Polacos do Dolny Slask bisam na final dos cinco penáltis
Depois de Veneto, em 2013, foi a vez da seleção regional polaca de Dolny Slask vencer a competição pela segunda vez na história. Corria o ano de 2019, quando a região da Baviera, na Alemanha, acolheu a fase final da prova. A seleção da casa chegou à final, o que desde logo se constituiu como um feito histórico, já que até então nenhuma seleção regional germânica o havia conseguido, mas os polacos estragaram a festa numa final insólita. E porquê assim o foi? Porque todos os cinco golos do jogo que iria definir o campeão da 11.ª edição da competição foram apontados da marca de grande penalidade! Não há memória de uma final europeia assim, de facto. O primeiro golo foi para a turma da casa, por intermédio de Ugur Turk, aos 35 minutos. A seleção de Dolny Slask correu então atrás do prejuízo, e o empate chegou em cima do intervalo, novamente na cobrança de um castigo máximo. O primeiro remate de Mateusz Jaros foi defendido pelo guardião da casa, mas na recarga o polaco atirou a contar. Ainda antes do intervalo o guarda-redes da casa fez uma defesa espetacular que evitou novo tento dos forasteiros, mas aos 47 minutos da segunda metade nada pôde fazer quando o árbitro romeno Sebastian Coltescu assinalou o terceiro penálti da tarde no relvado da Wacker-Arena, em Burghausen. Kornel Traczyk não perdoou e fez o 2-1 para a seleção polaca, de nada valendo a estirada do guardião alemão, que adivinhou o lado para onde foi a bola. A tarefa dos alemães, que até começaram esta final por cima, fruto de uma maior iniciativa ofensiva, ficou mais complicada à passagem do minuto 70, quando Michael Kraus viu o segundo cartão amarelo e foi expulso. Com mais um jogador em campo, os polacos deram a machadada final aos 80 minutos, altura em que Bohdanowicz fez o 3-1. Os donos da casa lutaram com todas as suas armas para chegar de novo ao golo, tendo sido premiados em cima dos 90 minutos com um novo penálti, o qual seria convertido por Lukas Igrund. De nada valeu este golo, já que pela segunda vez na história a seleção de Dolny Slask levava para casa a taça.

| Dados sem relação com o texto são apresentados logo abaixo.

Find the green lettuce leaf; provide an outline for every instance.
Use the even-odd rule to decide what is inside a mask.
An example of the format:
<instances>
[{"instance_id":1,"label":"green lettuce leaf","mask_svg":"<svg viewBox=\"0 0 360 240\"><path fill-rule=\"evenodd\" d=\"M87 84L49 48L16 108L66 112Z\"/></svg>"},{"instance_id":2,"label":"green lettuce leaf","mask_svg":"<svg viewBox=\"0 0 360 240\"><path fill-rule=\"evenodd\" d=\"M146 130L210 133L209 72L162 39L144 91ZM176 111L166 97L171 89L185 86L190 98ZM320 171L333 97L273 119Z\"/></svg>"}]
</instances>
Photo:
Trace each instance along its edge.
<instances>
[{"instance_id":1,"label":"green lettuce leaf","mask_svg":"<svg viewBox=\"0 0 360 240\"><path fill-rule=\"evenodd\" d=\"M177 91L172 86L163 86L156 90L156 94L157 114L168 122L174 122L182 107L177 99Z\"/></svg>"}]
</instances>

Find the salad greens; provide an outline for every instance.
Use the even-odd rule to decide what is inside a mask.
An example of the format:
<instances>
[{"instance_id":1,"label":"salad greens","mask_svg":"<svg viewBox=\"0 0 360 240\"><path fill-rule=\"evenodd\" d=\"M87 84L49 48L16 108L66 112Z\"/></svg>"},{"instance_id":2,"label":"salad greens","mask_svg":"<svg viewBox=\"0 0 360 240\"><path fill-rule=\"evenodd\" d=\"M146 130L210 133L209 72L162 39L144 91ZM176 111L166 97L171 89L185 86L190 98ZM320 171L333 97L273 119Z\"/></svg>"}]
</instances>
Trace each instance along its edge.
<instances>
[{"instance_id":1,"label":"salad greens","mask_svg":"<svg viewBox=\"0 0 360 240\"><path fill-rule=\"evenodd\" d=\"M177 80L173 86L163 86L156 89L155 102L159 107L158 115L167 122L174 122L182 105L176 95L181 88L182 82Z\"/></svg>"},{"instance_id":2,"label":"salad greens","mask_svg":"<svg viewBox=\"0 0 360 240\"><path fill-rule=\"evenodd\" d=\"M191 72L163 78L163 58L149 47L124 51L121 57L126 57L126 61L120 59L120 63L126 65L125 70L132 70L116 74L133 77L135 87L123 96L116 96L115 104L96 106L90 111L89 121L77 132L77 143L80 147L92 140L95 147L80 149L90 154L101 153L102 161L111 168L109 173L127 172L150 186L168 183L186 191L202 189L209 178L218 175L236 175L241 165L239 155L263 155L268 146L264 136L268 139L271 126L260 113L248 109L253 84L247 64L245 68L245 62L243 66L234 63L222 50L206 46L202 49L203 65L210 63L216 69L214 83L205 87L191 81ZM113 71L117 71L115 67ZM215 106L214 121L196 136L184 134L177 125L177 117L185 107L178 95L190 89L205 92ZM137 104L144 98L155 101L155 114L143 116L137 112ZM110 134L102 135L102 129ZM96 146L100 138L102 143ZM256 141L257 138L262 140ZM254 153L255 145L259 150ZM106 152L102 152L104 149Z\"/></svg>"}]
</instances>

Euforia nas Rias Baixas galegas
2020 fica para a história como o ano em que o Mundo foi assombrado por uma pandemia: a Covid-19. Em poucos meses, o vírus espalhou-se por todo o planeta, infetou mais de 75 milhões de pessoas e causou impactos negativos em todos os setores. Naturalmente que o desporto também foi e muito afetado pelo efeito da Covid-19. Foram vários os grandes eventos desportivos cancelados, ou adiados, um pouco por todo o Mundo devido ao surto do novo coronavírus. Também a Taça das Regiões da UEFA foi vítima do novo coronavírus, tendo a sua edição de 2021 sido cancelada por força da pandemia. Desta forma, só em 2023 o certame voltou à ribalta, desta feita na região da Galiza, em Espanha. E pela sexta ocasião em 25 anos de história da competição, a taça voltava a ficar em casa, isto é, conquistada pela seleção anfitriã. O título coroou uma seleção que irá, por certo, ficar na história do futebol desta região do norte de Espanha, já que a equipa orientada por Iván Cancela concluiu em Vilagarcía de Arousa, localidade que acolheu a final, um trajeto 100 por centro vitorioso de… quatro anos. Por outras palavras, a turma galega não conheceu a derrota ao longo de quatro anos consecutivos. A fase final da 12.ª edição do certame foi a todos os níveis espetacular, desde o futebol desenvolvido pelas oito seleções presentes, como de igual modo pela excelente organização.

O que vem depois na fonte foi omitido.